It's not that all Conservatives are opposed to proportional representation. Senator Hugh Segal is onside and Conservative MPs Peter Braid, Stephen Woodworth and Scott Reid have presented Fair Vote Canada petitions to the House of Commons on behalf of their constituents.
Even Stephen Harper complained about our electoral system in a 1996 essay entitled "Our Benign Dictatorship" he co-authored with Tom Flanagan. "First-past-the-post voting encourages parties to engage in a war of attrition," he wrote, "Although we like to think of ourselves as living in a mature democracy, we live, instead, in something little better than a benign dictatorship." But that was then. Now Mr. Harper is the dictator and has put PR on his enemies list.

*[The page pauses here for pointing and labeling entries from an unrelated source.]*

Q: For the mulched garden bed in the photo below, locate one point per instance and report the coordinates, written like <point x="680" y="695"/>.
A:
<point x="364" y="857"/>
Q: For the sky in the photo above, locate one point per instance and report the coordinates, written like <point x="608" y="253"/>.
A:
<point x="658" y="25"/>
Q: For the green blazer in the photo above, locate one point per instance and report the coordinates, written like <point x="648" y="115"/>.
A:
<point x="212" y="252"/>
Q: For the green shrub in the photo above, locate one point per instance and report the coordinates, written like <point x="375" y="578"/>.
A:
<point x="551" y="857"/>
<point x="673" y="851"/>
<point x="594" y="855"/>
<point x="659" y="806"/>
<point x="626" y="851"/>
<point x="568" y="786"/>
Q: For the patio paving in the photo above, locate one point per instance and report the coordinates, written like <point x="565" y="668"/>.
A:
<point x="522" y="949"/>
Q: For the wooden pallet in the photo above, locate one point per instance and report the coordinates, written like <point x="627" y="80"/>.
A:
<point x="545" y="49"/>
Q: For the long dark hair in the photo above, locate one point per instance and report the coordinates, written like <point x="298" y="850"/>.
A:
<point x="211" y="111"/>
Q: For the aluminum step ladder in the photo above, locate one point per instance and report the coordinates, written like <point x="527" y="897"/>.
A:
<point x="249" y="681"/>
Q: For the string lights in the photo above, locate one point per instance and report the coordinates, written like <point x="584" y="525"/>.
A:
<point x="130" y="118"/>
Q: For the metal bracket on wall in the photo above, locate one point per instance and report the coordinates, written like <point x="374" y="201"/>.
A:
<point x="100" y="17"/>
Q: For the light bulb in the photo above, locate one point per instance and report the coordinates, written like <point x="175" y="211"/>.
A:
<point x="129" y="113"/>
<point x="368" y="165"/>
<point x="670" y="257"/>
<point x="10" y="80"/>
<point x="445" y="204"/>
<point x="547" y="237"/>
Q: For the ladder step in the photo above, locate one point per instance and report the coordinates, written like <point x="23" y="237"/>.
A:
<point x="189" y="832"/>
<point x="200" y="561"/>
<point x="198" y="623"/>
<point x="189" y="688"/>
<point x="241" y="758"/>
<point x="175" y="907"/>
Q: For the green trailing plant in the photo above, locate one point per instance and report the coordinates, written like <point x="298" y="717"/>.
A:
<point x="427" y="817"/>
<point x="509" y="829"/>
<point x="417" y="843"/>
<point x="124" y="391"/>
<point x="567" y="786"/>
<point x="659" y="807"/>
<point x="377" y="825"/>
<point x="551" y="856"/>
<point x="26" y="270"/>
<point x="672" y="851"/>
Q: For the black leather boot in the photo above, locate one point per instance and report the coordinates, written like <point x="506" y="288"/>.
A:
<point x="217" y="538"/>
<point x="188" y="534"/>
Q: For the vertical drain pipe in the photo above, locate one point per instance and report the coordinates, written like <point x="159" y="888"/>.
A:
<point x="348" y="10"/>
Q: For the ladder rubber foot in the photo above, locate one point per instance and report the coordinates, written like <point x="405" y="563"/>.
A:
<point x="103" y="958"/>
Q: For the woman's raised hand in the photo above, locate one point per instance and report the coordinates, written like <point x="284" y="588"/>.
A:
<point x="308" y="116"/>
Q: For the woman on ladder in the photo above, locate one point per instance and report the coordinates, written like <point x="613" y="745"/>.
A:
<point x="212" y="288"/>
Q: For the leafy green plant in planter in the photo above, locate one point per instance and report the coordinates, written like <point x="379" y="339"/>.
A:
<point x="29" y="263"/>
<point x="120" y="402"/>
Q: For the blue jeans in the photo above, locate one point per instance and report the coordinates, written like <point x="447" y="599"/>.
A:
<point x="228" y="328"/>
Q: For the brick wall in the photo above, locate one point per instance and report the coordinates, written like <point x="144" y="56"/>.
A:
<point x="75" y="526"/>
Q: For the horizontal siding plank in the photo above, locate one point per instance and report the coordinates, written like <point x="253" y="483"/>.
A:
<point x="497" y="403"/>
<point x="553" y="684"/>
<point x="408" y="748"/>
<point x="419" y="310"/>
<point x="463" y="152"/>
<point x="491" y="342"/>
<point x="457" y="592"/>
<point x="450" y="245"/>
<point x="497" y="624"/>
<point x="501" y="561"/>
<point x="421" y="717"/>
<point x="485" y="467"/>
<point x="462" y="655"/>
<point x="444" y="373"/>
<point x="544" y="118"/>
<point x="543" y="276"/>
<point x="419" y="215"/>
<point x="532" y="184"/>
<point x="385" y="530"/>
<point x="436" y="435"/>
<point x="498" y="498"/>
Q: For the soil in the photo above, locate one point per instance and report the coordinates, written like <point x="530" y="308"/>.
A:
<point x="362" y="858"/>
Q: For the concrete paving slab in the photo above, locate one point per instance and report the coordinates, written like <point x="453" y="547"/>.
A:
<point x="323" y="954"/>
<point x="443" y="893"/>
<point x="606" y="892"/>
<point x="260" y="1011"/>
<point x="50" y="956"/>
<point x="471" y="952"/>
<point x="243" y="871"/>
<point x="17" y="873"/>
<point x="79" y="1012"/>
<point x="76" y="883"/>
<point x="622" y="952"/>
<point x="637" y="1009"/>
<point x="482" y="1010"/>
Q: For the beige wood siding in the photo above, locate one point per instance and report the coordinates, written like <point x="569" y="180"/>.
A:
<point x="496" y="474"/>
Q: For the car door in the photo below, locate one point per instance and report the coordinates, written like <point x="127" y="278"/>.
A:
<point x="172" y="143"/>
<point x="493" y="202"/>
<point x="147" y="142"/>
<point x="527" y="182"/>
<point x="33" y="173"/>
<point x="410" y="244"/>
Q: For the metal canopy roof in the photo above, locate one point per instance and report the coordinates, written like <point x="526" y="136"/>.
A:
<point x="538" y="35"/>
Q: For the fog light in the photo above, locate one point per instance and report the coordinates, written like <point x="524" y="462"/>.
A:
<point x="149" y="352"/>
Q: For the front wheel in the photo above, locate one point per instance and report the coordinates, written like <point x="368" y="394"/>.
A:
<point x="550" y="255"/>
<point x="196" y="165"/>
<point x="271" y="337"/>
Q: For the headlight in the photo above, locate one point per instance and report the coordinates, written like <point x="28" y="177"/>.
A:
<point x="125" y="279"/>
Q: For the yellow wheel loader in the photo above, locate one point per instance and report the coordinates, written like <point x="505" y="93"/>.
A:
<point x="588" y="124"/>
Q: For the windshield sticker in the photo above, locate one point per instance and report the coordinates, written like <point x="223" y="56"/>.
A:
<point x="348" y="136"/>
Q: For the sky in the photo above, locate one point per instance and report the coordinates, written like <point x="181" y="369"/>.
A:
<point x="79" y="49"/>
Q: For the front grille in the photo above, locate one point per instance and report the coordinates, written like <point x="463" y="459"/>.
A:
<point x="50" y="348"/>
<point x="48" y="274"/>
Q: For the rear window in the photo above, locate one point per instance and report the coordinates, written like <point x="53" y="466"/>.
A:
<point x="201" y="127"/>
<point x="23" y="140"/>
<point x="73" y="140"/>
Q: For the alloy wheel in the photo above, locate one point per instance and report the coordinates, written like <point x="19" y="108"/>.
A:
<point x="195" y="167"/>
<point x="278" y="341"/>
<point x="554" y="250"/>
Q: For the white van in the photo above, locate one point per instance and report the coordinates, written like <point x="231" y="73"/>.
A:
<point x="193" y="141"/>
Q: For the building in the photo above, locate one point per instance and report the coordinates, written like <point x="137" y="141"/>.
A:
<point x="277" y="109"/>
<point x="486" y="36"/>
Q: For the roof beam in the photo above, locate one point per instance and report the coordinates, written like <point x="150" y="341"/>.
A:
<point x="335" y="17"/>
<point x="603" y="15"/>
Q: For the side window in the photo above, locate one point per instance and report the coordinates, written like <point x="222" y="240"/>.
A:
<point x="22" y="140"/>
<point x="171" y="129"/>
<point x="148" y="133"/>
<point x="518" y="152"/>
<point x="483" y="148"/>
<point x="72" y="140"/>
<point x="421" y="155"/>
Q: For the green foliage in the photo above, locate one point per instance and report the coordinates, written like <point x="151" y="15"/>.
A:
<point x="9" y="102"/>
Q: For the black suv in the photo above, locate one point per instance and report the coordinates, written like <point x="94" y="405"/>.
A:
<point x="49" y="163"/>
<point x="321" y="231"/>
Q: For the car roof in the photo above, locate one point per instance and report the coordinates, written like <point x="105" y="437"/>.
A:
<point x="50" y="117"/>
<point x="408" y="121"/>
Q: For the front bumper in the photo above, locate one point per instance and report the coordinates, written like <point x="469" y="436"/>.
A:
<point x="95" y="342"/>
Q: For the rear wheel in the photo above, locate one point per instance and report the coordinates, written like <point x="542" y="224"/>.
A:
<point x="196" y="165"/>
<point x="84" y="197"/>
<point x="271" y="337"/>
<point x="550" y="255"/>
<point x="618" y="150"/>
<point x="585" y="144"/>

A Conservative pamphlet declares "Conservatives say NO to proportional representation" and suggests that it is to be rejected equally with Tom Mulcair and Elizabeth May. The pamphlet claims that "Our country was founded on the principle of Equality of Ridings first and foremost." This will come as a surprise to historians. Democracy, of course, is about the equality of citizens, not the equality of jurisdictions.
That the Conservatives should be frightened of PR is hardly surprising. If we had a fair voting system, truly representative of the Canadian electorate, a party that couldn't quite get 40 per cent popular support would never have been able to unilaterally form a majority government. In his essay, Harper prophetically stated, "Our parliamentary government creates a concentrated power structure out of step with other aspects of society." He has, it seems, decided to prove the truth of his own words.